One thing the consequentialists might do is to *try to control the universal prior*. If they discover that their universe has simple physics (as ours probably does), then they will be aware that their behavior is directly reflected in the universal prior. Controlling the universal prior could have many possible advantages for a consequentialist civilization—for example, if someone uses the universal prior to make decisions, then a civilization which controls the universal prior can control those decisions.

Moreover, from the perspective of many consequentialists, exercising such control might be very cheap. And before they had to do it they would have plenty of time to simulate many other civilizations and understand exactly how much is up for grabs.

#### Finding the output channel

Suppose that we reach the point where we have a complete understanding of physics and of the initial conditions of our universe. I think this is a likely outcome for human physics over the next billion years, and certainly it seems like it should happen for a non-negligible fraction of all civilizations that emerge in simple universes.

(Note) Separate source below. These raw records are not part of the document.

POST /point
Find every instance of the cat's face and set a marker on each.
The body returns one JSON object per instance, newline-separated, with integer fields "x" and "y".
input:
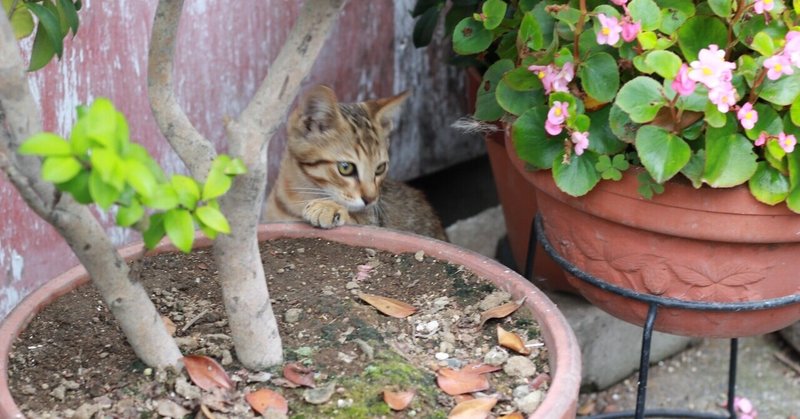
{"x": 342, "y": 149}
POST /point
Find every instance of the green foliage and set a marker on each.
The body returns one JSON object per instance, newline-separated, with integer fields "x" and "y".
{"x": 98, "y": 164}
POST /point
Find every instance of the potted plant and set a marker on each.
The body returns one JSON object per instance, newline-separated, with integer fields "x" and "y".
{"x": 636, "y": 111}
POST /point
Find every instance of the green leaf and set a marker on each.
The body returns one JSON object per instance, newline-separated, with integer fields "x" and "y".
{"x": 49, "y": 22}
{"x": 763, "y": 44}
{"x": 103, "y": 193}
{"x": 130, "y": 215}
{"x": 187, "y": 190}
{"x": 138, "y": 175}
{"x": 214, "y": 219}
{"x": 699, "y": 32}
{"x": 730, "y": 161}
{"x": 768, "y": 185}
{"x": 494, "y": 12}
{"x": 425, "y": 26}
{"x": 781, "y": 92}
{"x": 532, "y": 143}
{"x": 42, "y": 51}
{"x": 521, "y": 79}
{"x": 530, "y": 33}
{"x": 665, "y": 63}
{"x": 662, "y": 153}
{"x": 470, "y": 37}
{"x": 600, "y": 77}
{"x": 59, "y": 169}
{"x": 721, "y": 8}
{"x": 641, "y": 99}
{"x": 45, "y": 144}
{"x": 578, "y": 176}
{"x": 646, "y": 12}
{"x": 516, "y": 102}
{"x": 179, "y": 226}
{"x": 486, "y": 106}
{"x": 155, "y": 231}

At this point we have considered a wide range of languages for formal specification (Turing machines, pointer machines, cellular automata…) and in each of them we understand how to most concisely specify our universe. We may find that in some of these descriptions our universe is quite simple and in others it is ungainly, and so we naturally focus our attention on the languages in which it is simple.

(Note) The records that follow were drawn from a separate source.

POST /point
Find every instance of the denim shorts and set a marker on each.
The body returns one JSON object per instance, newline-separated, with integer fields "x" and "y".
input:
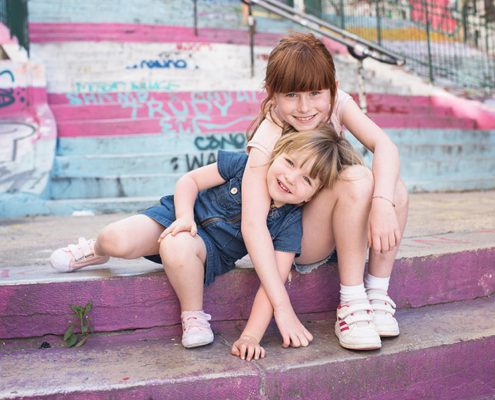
{"x": 216, "y": 263}
{"x": 307, "y": 268}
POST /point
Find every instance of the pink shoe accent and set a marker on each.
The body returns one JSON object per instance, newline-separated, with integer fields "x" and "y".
{"x": 76, "y": 256}
{"x": 196, "y": 329}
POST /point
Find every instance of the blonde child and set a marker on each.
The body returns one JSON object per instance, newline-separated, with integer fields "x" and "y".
{"x": 196, "y": 233}
{"x": 362, "y": 209}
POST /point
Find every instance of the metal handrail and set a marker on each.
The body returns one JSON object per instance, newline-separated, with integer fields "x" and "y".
{"x": 358, "y": 47}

Now we can go a step further. We can say: suppose that someone wanted to extract some bits from our universe. How would they do it? We can then find the simplest mechanisms that they might use to extract bits (or more precisely, the simplicity distribution over all ways of extracting bits).

For example, in the context of a cellular automata that starts with a single non-zero cell, it would be quite simple to read off bits from the location which was initially non-zero. Most cases will be much more complicated, but once we actually have a description of our universe in hand, we can get an accurate estimate for this distribution.

So to the extent that we are interested in influencing the universal prior, we have a clear approach: consider these simplest ways of extracting bits, and then send a message using those as channels. We can send across many channels at once, or if two channels conflict we can sample the channel to use with probability proportional to the probability of that channel; we can focus our efforts on the channels we can best control, *etc.*

This doesn’t require the person who set up the simulation to send any special signals, and indeed doing so is pretty unproductive. You are better off just leaving the civilization to their guess.

This also doesn’t necessarily require us to sacrifice very much of our control over our physical universe—we just have to influence the few regions of the universe that are “simplest.” (Of course, these regions of the universe might be ascribed special pseudo-spiritual significance.)

#### If we controlled the universal prior…

If the consequentialists controlling the universal prior are anything like me, they will be interested in having a causal influence over other simple universes (e.g. to fill them with rich and interesting experiences, or with whatever else they value). As a general rule, I expect that the consequentialists with the greatest influence over simple universes are those who want to have more influence over simple universes, in the same way that the life which reproduces tends to want to reproduce.

So the first step is getting our foot in the door—having control over the parts of the universal prior that are being used to make important decisions.

This means looking across the universes we care about, and searching for spots within those universe where someone is using the universal prior to make important decisions. In particular, we want to find places where someone is using a version of the universal prior that puts a lot of mass on the particular universe that *we* are living in, because those are the places where we have the most leverage.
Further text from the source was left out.